Note: folder names - if valid - can be arbitrary

tree models/
models/
├── model1
│   ├── 1
│   │   ├── ir_model.bin
│   │   └── ir_model.xml
│   └── 2
│       ├── ir_model.bin
│       └── ir_model.xml
└── model2
    └── 1
        ├── ir_model.bin
        ├── ir_model.xml
        └── mapping_config.json

Each model should have a dedicated folder (model1 and model2 in the examples above) and should include subfolders representing different versions of a model. Model files should be placed in proper version subfolder. The subfolder names with model versions should be positive integer values.

Every version folder must include a pair of model files with .bin and .xml extensions; however, the file name can be arbitrary.

Each model in IR format defines input and output tensors in the AI graph. By default, OpenVINO™ model server is using tensors names as the input and output dictionary keys. The client is passing the input values to the gRPC request and reads the results by referring to the correspondent tensor names.

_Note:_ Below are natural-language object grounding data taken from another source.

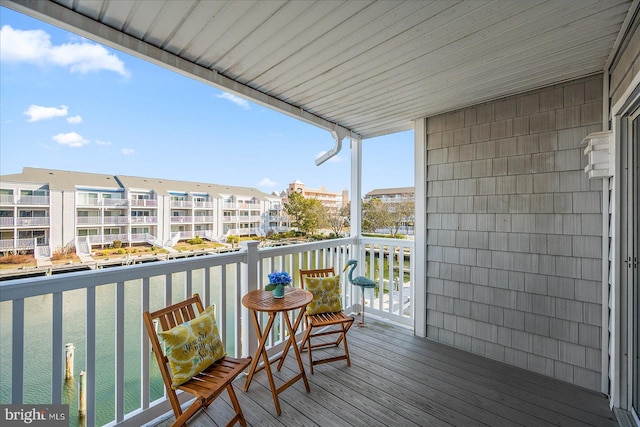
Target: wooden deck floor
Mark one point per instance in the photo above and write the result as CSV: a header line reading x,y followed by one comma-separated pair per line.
x,y
397,379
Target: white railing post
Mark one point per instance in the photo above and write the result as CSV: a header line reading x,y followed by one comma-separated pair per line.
x,y
249,283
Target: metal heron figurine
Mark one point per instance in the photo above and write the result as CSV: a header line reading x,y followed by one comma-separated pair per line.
x,y
361,281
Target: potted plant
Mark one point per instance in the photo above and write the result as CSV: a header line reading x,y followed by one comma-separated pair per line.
x,y
277,281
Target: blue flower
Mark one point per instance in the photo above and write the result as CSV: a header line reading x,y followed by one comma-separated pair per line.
x,y
278,278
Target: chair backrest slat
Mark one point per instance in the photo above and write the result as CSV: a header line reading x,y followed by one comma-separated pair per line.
x,y
321,272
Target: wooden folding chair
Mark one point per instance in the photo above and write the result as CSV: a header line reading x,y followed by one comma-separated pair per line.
x,y
324,324
208,384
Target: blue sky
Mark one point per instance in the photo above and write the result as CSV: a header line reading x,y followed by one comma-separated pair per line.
x,y
71,104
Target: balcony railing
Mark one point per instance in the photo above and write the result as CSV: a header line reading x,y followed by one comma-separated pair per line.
x,y
152,203
6,199
102,239
116,219
23,244
144,219
7,221
88,201
32,221
100,312
33,200
181,203
180,219
201,219
202,205
89,220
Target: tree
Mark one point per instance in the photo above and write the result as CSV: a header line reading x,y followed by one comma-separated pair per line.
x,y
307,215
294,207
338,220
314,216
400,214
375,215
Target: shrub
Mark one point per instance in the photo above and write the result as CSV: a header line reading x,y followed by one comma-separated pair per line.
x,y
16,259
196,240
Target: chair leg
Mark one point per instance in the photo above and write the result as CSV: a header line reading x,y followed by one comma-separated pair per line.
x,y
195,407
306,341
236,405
346,348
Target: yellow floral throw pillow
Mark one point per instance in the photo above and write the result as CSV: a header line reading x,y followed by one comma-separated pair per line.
x,y
326,294
193,346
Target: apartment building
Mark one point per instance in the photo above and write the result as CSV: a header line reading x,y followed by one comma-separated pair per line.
x,y
331,199
392,195
43,210
395,195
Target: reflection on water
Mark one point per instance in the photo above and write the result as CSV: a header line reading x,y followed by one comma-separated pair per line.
x,y
38,346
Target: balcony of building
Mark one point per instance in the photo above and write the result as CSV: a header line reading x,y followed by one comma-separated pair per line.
x,y
398,379
181,203
395,378
32,200
202,204
178,219
83,200
198,219
150,203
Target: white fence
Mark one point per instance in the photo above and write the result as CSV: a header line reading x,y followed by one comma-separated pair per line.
x,y
219,279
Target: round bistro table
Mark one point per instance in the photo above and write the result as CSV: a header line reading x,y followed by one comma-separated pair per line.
x,y
260,301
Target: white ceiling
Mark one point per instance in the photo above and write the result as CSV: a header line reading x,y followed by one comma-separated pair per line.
x,y
371,67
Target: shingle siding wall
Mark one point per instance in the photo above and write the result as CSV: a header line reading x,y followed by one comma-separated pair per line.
x,y
514,245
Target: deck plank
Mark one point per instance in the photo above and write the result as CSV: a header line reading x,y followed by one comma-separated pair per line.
x,y
396,378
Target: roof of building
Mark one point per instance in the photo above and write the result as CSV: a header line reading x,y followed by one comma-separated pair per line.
x,y
390,191
365,68
64,180
69,180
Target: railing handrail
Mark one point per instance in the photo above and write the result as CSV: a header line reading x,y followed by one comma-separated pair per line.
x,y
43,285
251,267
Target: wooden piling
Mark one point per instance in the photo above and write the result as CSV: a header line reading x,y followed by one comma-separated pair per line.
x,y
69,353
82,399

Below is the snippet of the example client code:

# Target model's input name
input_tensorname = 'input'

# Filling gRPC requests with tensor proto for particular input of the target model 
request.inputs[input_tensorname].CopyFrom(make_tensor_proto(img, shape=(1, 3, 224, 224)))

.....
# Target model's output name
output_tensorname = 'resnet_v1_50/predictions/Reshape_1'

# Extracting numpy array from gRPC response with results from particular output of the target model 
predictions = make_ndarray(result.outputs[output_tensorname])

# NOTE: Models can have multiple inputs and outputs.

It is possible to adjust this behavior by adding an optional json file with name mapping_config.json which can map the input and output keys to the appropriate tensors.

{
       "inputs": 
           { "tensor_name":"grpc_custom_input_name"},
       "outputs":{
        "tensor_name1":"grpc_output_key_name1",
        "tensor_name2":"grpc_output_key_name2"
       }
}

This extra mapping can be handy to enable model user friendly names on the client when the model has cryptic tensor names. Mapping config file shall be placed in model version subfolder. Mapping set in this file is effective only for that one particular version.

OpenVINO™ model server is enabling the versions present in the configured model folder according to the defined version policy. By default, the latest version is served.

While the client is not defining the model version in the request specification, OpenVINO™ Model Server will run the inference on the default one which is the latest.